American Honda was quick to grasp the business potential of generative AI.
Early last year, as the large-language-model goldrush gathered momentum, the automotive company outlined a five-pronged strategy to bring the organization’s innovation engine up to speed, test drive off-the-shelf models and identify ways to embed the technology enterprisewide.
“In January of 2023, when Microsoft made their huge announcement of investment in OpenAI, that was really an attention getter for me,” Bob Brizendine, VP of IT at American Honda, said during a CIO Dive panel in late March. “It made this extremely real in terms of the capability that’s there.”
Brizendine also recognized the manifold challenges ahead, from navigating model performance issues to upskilling workforce throughout the company.
“The breadth of use cases has increased exponentially,” as has the number of users, Brizendine said.
The road to AI adoption leads directly through the heart of an organization’s data estate. To drive value and unlock the technology’s transformative potential, IT must first clear clean pathways to its data stores, erect robust guardrails and install reliability checkpoints.
Brizendine said he was particularly wary of predictive degradation known as model drift and of users being caught off guard by the linguistic eloquence of LLM chatbots.
With that in mind, American Honda made data central to its broader AI strategy.
“We've given data a promotion in the company,” said Brizendine. “We've risen it to a top-level position in the IT organization … putting it on the same plane as our chief information security officer or our chief privacy officer.”
Democratizing AI
Companies like American Honda expect big gains from the processing power and speed LLMs afford. But broad accessibility is one of the more immediate changes wrought by ChatGPT and its natural language processing compatriots.
Brizendine described the democratization of AI capabilities as “a watershed moment in almost every facet of both our AI and our data initiatives.”
While analytics were already baked into the business at American Honda, the tools were mainly in the hands of data scientists.
Now, the company is embracing an “AI for all” approach, according to Brizendine.
“The big initiative is going to be training our entire workforce on practical application of these capabilities,” Brizendine said. “We think that's going to yield the highest overall value for the company as we do prepare for the digitally enabled workforce.”
The goal has put additional strain on IT, which still has cloud deployments, application modernization and other technologies to attend to.
“There are a few areas where our previous approach of maturing data quality simply cannot keep pace with this AI-for-all mantra that we're promoting,” Brizendine said.
Brizendine estimates his team spends roughly 60% of its time on routine work and, if they’re lucky, the other 40% on innovation.
“We are not a startup company,” Brizendine said. “We have a lot of legacy cost.
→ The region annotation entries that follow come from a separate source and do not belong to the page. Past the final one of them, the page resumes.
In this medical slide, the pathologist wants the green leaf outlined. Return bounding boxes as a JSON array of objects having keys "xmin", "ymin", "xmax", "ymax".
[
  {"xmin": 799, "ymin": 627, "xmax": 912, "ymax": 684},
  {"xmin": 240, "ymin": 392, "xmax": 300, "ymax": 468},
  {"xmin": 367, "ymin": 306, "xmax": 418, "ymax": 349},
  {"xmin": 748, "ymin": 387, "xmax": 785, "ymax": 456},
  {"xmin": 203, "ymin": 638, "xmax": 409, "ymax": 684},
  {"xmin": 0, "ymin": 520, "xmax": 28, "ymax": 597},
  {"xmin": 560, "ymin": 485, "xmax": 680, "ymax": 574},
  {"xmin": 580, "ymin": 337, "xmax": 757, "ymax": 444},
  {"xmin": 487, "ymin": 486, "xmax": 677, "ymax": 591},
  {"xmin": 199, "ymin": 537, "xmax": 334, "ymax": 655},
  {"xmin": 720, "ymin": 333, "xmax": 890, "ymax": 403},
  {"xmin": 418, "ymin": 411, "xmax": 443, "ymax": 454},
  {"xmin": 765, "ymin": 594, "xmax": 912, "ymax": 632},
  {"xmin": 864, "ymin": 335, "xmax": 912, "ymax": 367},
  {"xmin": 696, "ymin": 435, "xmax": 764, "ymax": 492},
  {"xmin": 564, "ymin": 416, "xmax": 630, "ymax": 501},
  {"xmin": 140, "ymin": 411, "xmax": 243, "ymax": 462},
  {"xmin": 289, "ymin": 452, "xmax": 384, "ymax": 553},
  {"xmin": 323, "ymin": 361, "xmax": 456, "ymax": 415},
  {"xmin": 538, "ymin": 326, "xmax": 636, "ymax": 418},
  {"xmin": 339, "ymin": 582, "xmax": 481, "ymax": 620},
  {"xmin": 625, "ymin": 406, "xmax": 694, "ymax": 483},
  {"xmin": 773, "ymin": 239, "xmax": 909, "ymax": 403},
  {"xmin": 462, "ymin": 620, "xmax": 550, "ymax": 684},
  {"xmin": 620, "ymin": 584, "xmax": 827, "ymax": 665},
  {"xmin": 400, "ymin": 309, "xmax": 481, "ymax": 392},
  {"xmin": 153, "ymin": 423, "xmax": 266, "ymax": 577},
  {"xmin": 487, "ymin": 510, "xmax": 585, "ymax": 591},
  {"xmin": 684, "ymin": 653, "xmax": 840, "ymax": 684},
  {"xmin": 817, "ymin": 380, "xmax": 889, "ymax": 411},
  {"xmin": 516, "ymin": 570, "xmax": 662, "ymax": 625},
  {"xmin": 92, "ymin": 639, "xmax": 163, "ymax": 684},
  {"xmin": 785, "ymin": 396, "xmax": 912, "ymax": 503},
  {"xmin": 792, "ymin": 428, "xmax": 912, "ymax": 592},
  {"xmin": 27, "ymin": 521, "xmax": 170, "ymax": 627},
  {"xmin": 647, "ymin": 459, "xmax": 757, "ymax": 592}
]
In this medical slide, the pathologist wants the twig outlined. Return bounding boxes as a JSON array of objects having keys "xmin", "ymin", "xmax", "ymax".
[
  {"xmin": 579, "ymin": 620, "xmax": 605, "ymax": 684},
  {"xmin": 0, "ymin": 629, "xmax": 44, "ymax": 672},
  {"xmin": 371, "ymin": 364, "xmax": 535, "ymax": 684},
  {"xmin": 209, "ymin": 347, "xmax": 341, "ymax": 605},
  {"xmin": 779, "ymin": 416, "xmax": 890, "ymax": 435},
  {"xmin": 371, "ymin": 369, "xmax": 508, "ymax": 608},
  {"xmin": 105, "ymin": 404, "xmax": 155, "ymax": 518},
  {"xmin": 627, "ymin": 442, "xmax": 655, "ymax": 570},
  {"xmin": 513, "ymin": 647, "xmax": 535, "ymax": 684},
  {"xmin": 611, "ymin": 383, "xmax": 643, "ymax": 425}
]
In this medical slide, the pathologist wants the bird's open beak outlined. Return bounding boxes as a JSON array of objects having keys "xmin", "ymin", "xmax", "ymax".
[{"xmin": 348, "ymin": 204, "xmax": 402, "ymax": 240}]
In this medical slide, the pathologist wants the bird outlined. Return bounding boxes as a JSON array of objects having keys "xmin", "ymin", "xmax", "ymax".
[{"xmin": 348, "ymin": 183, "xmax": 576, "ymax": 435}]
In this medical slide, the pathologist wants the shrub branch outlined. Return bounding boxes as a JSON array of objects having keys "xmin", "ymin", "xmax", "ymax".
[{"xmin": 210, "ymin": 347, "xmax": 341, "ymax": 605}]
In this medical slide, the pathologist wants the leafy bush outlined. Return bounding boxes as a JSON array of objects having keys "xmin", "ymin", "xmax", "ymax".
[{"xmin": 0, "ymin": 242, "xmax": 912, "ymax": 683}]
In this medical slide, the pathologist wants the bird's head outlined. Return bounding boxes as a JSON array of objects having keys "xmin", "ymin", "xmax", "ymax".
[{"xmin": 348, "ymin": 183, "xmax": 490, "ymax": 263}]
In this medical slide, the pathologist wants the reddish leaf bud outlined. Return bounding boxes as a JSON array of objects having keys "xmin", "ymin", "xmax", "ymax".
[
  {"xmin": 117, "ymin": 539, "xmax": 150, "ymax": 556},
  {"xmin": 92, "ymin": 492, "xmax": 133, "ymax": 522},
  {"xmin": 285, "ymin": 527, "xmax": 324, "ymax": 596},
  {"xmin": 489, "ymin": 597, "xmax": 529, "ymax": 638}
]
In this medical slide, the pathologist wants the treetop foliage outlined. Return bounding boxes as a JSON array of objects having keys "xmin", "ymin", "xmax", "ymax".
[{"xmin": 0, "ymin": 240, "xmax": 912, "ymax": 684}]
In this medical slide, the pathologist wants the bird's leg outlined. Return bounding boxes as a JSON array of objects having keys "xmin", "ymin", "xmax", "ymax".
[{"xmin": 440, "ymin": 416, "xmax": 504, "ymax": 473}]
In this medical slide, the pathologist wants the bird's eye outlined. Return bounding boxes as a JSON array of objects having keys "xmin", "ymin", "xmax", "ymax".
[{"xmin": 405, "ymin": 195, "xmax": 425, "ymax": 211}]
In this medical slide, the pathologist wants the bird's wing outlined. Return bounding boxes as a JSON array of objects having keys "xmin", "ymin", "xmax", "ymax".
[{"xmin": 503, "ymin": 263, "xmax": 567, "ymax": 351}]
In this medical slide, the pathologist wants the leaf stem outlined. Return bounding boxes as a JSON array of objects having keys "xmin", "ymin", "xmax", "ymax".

We have a lot of legacy systems that are at play. So previously, the complexities of our data models, or even the inconsistencies in our data quality, these were largely unseen from the broader workforce.”
Unlocking unstructured data
Legacy companies like banks and insurers carry the burden of technical debt even as they migrate to cloud. But they are also repositories for troves of largely untapped data locked away in manuals, contracts, memos and other unstructured formats.
Salesforce and Snowflake are two enterprise software vendors that have targeted solutions at unlocking unstructured data. American Honda is one company that’s cognizant of the value.
“Some of the best sources of high-quality data for generative AI and specifically the large language models are not found necessarily in your structured data, but they're in what we would have historically considered to be our unstructured datasets,” Brizendine said.
American Honda has opened up its owners manuals, policy and procedure documents and other sources of unstructured but well curated proprietary data to LLMs for ingestion. The company is also leaning on its technology and cloud providers to connect models to data sources.
“We're taking the AI to the data,” Brizendine said. “If the data is cloud-based data on Amazon, we're going to utilize a lot of AWS capabilities. If it's Azure-based we’re going to use a lot of the Microsoft-based capabilities for some of these more advanced models.”
As with cloud and enterprise modernization more broadly, preparing unending streams of data for model consumption is not a one-and-done endeavor — it’s part of the day-to-day management of AI operations.
“Our data foundation currently is, and it may forever be, a continuous work in process,” Brizendine said.